Cirrhosis represents the final stage of chronic liver disease, being characterized by advanced fibrosis, architectural distortion of the liver, and regenerative nodule formation [1].,2Cirrhosis predominates in men in the seventh decade of life and is most commonly caused by alcohol-related liver disease (ALD), chronic hepatitis B and C, and metabolic dysfunction-associated steatotic liver disease (MASLD) [3–5].

Cirrhosis can be classified as compensated or asymptomatic with a median survival since diagnosis close to 12 years, or decompensated, defined by the presence of ascites, variceal bleeding, hepatic encephalopathy, hepatocellular carcinoma (HCC) or other complications of the disease, with a median survival under 1.5 years [6–8].

According to the Global Burden of Disease (GBD) study in 2017, cirrhosis affected nearly 123 million people globally, with an approximate prevalence of 1.6 % [9]. In 2019, cirrhosis and other chronic liver diseases worldwide [10], caused more than 1.5 million deaths. By 2021, it represented the twelfth leading cause of global deaths [11].

Prevalence data for Latin America are scarce, but isolated studies on its etiology have identified ALD and chronic hepatitis C virus (HCV) infection, as being the leading causes of cirrhosis. ALD has been described as the main cause in Brazil, Chile, Argentina, Ecuador, and Peru, with percentages ranging between 37 to 63 % [12–16]. Conversely, HCV was the main etiology in two studies from Colombia and Mexico, with percentages of 28 % and 36 %, respectively [17,18]. Although there is little information regarding the current situation in South America, the remarkable increase in obesity and diabetes in recent decades may have modified the most frequent etiologies occurring in this region.

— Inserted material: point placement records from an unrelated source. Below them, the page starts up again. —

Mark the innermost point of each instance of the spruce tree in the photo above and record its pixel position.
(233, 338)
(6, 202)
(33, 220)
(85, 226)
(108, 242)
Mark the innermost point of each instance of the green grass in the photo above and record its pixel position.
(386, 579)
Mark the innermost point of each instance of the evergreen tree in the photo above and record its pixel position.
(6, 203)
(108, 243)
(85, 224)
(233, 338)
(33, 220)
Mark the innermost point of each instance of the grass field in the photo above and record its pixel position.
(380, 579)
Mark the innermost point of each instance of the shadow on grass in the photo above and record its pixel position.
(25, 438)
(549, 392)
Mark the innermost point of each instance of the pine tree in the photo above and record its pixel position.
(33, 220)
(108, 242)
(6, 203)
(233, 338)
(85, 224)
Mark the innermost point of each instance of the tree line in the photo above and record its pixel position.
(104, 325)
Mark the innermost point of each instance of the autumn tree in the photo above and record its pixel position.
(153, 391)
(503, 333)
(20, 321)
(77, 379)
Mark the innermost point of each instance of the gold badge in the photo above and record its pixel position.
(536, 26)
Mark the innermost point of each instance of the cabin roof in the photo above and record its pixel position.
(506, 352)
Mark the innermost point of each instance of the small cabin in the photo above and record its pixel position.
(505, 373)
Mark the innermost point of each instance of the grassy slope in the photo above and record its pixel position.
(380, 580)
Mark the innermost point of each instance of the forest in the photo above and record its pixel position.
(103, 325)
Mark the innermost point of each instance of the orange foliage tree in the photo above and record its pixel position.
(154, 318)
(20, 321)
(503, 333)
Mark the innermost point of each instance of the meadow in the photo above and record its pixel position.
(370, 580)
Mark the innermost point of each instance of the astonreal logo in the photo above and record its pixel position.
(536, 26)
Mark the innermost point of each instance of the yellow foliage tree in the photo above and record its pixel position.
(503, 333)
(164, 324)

Obtaining a better understanding of the current scenario of cirrhosis in South America is of great significance for promoting public health policies to address different currently unmet needs with respect to cirrhosis in the region. Therefore, the South American Liver Research Network (SALRN) performed this study with the aim of describing the main characteristics of cirrhosis in the current scenario in a multicenter cohort.

2Methods2.1Study design

we conducted a retrospective cohort study including 11 centers from 6 South American countries: Argentina, Brazil, Colombia, Chile, Ecuador, and Peru. The inclusion criteria were patients with a confirmed diagnosis of cirrhosis, older than 18 years at diagnosis, and with at least two follow-up clinic visits. Exclusion criteria were incomplete data or an unconfirmed cirrhosis diagnosis. The principal investigators at each center identified patients with either a recent diagnosis of cirrhosis or a prior diagnosis that met the inclusion criteria. Their clinical, demographic, laboratory, imaging, and endoscopic data were systematically recorded using a study-specific template designed in REDCap© by the University of Minnesota [19,20], while maintaining patient anonymity.

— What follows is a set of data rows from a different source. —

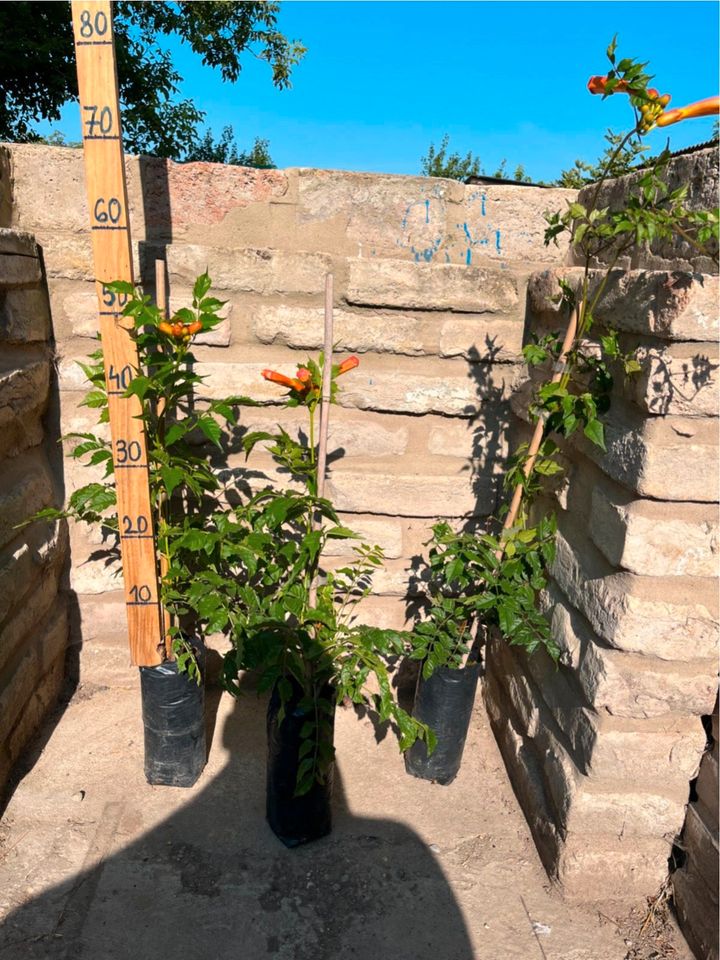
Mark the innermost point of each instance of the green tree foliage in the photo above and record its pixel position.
(37, 64)
(440, 163)
(225, 150)
(620, 157)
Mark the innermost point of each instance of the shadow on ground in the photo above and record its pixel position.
(211, 882)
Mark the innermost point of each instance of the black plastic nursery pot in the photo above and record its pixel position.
(173, 707)
(444, 702)
(294, 820)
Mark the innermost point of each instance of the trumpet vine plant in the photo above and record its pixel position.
(496, 577)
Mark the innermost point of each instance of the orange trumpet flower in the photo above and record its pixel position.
(291, 382)
(708, 107)
(599, 84)
(348, 364)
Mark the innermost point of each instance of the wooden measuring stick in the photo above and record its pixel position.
(112, 254)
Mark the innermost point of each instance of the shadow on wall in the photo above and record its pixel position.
(211, 882)
(43, 533)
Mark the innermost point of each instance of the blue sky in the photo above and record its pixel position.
(381, 80)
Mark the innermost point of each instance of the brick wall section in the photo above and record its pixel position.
(601, 749)
(33, 610)
(430, 289)
(695, 884)
(433, 281)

2.2Variables definitions and outcomes2.2.1Cirrhosis diagnosis

The diagnosis of cirrhosis was established based on clinical criteria (e.g., thrombocytopenia, ascites, variceal hemorrhage, hepatic encephalopathy, or HCC, radiological criteria (e.g., liver surface nodularity, alterations in liver size, ascites, splenomegaly), endoscopic findings (presence of esophageal varices), liver biopsy results (e.g., regenerative nodules surrounded by fibrosis), liver elastography, or a combination of these parameters, as outlined in the international literature [1–4,6–8,21].

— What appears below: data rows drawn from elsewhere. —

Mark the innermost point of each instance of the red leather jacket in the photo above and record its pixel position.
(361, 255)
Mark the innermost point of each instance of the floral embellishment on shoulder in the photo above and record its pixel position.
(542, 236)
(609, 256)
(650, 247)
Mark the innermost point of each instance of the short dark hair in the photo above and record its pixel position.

Cirrhosis was classified as either compensated or decompensated based on the absence or presence of complications such as ascites, variceal bleeding, or encephalopathy, in accordance with the Baveno VII recommendations (8). Patients with Child-Pugh class A were categorized as compensated, whereas those with Child-Pugh classes B or C were categorized as decompensated.

HCC, a complication that can occur in individuals with compensated or decompensated cirrhosis, was also included. The dates of cirrhosis diagnoses, first complications, and outcomes such as death or transplantation were documented. Medications taken by the patients at the time of entry into the study, relevant medical history, and physical examination data including Body Mass Index (BMI) were also recorded. Hypertension (HTN), diabetes mellitus (DM), and dyslipidemia were defined according to international guidelines [22–24]. Relevant laboratory data describing the liver’s synthetic function were also included [25].

2.2.2Alcohol consumption definition

One standard drink was defined as a beverage containing approximately 14 g (0.6 fluid ounces) of pure ethanol (i.e., alcohol), corresponding to 12 fluid ounces of regular beer (5 % alcohol), 5 fluid ounces of wine (12 % alcohol), or 1.5 fluid ounces of 80 proof distilled spirits (40 % alcohol) [26]. Alcohol intake was classified into the following categories: no intake, light (up to 7 standard drinks per week), moderate (8–14 SD per week), heavy (15–21 SD per week), and alcohol use disorder (AUD) (more than 21 SD per week) (adapted from [ref 26]). The duration of alcohol intake was calculated based on the cumulative average consumption since the initiation of alcohol use, as documented in the medical records. The patients' abstinence status was also recorded.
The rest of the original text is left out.